On January 1, 1934, he moved into the Hotel New Yorker. At the end of his life as an inventor, he became more and more withdrawn and, among other things, worked on “ray guns” around 1935. Tesla was found dead by staff at the Hotel New Yorker on the morning of 8 January 1943 at the age of 86; The doctor entered the date of death as 7 January 1943 in the death certificate. His documents and property in the hotel room were confiscated by US officials from the Office of Alien Property Custodian, even though Tesla was a US citizen – there were fears that his documents could be taken abroad.

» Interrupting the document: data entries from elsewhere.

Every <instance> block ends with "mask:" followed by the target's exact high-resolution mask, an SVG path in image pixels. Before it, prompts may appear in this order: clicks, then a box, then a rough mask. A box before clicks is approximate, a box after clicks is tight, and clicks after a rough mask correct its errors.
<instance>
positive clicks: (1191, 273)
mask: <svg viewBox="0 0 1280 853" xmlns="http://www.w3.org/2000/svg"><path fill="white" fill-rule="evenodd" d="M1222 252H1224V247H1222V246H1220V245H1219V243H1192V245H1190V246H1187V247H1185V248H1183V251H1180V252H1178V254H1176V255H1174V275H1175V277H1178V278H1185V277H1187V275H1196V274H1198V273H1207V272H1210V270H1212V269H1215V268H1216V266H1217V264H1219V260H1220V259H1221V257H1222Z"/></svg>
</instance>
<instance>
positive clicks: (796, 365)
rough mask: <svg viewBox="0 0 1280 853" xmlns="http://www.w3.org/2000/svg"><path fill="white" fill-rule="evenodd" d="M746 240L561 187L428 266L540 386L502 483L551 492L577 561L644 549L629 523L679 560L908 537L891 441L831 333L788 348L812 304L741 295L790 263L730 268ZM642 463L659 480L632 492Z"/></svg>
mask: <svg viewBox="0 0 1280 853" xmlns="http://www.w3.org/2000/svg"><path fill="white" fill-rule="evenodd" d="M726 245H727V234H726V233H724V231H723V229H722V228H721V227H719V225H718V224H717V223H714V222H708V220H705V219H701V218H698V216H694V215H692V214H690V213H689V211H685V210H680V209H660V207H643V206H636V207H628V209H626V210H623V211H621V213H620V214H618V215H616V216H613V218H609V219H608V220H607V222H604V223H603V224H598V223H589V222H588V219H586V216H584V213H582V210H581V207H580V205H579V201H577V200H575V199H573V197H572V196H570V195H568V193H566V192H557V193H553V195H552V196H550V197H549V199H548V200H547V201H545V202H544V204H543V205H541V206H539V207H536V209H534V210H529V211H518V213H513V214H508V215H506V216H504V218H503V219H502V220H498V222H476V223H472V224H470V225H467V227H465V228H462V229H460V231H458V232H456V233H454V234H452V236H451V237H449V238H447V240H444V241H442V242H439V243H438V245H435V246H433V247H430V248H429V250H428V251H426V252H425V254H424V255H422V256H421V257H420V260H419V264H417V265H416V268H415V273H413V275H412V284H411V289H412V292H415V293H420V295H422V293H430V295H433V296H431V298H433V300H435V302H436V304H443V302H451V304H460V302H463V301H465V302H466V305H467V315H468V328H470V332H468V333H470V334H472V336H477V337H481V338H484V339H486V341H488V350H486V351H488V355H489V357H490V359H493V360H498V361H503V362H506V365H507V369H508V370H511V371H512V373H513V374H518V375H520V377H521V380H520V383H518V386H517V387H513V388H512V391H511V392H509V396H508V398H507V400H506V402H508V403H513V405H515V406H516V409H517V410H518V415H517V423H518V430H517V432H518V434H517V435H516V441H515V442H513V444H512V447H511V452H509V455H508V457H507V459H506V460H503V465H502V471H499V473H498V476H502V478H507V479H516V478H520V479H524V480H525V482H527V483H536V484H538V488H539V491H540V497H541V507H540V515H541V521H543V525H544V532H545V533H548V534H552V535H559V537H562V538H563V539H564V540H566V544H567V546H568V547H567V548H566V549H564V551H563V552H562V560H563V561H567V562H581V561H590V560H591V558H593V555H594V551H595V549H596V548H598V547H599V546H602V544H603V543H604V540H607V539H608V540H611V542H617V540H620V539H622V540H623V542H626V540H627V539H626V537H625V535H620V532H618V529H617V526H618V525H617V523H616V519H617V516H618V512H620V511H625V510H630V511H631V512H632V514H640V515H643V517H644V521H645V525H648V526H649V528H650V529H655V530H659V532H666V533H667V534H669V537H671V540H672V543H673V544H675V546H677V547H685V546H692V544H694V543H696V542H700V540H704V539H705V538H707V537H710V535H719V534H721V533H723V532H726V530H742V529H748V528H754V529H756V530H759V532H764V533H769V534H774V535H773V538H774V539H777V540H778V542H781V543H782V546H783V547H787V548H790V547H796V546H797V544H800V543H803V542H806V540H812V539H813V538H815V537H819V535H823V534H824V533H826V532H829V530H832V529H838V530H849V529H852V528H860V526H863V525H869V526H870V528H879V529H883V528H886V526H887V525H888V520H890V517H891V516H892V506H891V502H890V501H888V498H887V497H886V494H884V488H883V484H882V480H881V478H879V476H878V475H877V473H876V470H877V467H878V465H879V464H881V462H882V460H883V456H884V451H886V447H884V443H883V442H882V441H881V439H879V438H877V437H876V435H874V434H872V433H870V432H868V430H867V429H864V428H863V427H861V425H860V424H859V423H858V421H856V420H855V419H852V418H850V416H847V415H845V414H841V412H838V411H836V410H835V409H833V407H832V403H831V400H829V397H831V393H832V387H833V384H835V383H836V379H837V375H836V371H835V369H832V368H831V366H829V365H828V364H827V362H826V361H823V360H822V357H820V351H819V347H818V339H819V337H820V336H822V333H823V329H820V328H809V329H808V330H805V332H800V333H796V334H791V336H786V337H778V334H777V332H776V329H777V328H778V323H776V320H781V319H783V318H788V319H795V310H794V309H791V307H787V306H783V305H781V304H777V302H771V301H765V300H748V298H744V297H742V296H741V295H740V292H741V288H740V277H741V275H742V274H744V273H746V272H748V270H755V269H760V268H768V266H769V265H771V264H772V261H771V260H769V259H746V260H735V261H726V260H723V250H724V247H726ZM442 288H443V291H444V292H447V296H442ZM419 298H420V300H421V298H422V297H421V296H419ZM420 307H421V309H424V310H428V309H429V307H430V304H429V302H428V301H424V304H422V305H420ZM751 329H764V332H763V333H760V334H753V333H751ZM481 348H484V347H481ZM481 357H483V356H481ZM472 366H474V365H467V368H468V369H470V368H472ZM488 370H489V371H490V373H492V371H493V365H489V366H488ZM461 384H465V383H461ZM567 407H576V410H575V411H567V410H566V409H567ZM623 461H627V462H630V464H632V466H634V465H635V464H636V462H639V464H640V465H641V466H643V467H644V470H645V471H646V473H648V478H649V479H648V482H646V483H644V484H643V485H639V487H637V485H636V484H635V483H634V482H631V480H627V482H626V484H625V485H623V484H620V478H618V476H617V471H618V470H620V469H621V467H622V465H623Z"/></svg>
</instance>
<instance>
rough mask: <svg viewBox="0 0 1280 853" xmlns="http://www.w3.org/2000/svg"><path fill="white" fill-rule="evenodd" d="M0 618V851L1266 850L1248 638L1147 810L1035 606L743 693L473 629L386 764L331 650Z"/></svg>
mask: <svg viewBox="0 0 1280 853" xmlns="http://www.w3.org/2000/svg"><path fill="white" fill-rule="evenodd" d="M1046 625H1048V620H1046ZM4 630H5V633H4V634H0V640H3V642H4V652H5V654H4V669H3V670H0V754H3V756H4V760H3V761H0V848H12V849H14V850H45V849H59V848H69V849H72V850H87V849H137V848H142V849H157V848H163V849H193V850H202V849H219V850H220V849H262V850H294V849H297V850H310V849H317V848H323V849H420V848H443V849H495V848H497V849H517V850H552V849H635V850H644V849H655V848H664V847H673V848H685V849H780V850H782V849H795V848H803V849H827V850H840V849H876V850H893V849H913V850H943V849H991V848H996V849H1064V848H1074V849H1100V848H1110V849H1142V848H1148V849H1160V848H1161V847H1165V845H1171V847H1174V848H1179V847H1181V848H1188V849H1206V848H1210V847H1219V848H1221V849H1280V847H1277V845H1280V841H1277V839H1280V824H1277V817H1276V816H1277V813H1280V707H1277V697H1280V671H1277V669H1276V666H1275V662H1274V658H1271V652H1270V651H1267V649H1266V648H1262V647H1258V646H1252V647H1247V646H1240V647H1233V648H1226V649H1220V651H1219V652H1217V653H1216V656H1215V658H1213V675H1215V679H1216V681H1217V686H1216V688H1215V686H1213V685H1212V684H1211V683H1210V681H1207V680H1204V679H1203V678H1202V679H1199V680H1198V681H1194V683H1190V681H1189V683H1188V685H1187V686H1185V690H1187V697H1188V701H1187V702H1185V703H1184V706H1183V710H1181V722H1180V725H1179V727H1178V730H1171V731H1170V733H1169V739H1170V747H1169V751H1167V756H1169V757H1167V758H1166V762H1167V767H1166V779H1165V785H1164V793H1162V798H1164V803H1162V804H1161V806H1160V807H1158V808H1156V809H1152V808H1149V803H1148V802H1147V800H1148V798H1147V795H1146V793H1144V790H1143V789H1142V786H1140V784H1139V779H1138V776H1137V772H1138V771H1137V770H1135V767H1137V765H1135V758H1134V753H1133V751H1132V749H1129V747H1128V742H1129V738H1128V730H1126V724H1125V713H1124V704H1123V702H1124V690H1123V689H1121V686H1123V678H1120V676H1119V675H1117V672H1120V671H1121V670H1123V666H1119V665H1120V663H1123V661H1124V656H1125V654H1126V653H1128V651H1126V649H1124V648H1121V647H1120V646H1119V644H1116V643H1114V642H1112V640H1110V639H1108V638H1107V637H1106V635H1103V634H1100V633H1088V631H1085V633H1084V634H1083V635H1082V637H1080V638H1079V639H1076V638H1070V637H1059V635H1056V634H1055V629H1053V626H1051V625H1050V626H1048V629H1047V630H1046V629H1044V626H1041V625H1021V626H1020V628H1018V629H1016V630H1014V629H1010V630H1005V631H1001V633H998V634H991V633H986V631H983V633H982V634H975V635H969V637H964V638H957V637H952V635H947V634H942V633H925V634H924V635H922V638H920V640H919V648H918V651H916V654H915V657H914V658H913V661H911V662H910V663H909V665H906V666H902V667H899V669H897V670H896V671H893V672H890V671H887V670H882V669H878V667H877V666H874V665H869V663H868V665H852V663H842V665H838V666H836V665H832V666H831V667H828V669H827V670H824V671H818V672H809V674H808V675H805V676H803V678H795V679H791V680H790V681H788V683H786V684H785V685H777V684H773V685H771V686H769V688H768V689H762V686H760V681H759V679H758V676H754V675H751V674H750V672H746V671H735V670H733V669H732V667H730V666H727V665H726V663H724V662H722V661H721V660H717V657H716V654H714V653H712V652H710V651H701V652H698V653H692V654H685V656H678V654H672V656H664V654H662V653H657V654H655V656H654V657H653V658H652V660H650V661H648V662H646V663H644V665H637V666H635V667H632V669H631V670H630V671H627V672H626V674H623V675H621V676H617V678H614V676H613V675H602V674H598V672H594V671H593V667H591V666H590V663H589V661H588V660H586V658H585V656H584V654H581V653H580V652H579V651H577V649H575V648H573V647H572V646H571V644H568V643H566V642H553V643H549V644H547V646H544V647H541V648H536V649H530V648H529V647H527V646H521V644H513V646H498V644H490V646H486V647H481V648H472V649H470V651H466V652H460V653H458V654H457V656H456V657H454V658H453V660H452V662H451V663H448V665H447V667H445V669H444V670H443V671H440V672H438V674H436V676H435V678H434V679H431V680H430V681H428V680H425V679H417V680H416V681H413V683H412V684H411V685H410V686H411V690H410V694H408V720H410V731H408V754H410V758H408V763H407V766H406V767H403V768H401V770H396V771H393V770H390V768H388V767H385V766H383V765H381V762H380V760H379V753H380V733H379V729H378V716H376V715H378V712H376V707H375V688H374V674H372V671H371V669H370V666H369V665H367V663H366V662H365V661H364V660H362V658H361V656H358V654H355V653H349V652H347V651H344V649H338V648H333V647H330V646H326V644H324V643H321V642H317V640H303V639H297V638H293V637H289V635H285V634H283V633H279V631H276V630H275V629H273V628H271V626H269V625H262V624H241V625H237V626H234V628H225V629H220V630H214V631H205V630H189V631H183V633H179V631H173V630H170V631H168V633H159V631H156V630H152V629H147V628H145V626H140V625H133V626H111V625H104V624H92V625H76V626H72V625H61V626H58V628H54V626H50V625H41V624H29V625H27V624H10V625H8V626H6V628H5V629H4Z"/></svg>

The urn with his ashes has been in the Nikola Tesla Museum in Belgrade since 1952.

Honours

Tesla received over 280 patents in 26 countries, including 112 in the USA. For his achievements, Tesla was awarded the AIEE Edison Medal in 1916. In the 1930s, he was awarded a total of twelve honorary doctorates, including from the University of Prague, on 23 January 1937 from the Graz University of Technology (Dr. techn. e. h.)[1] and the universities in Brünn, Bucharest and Paris.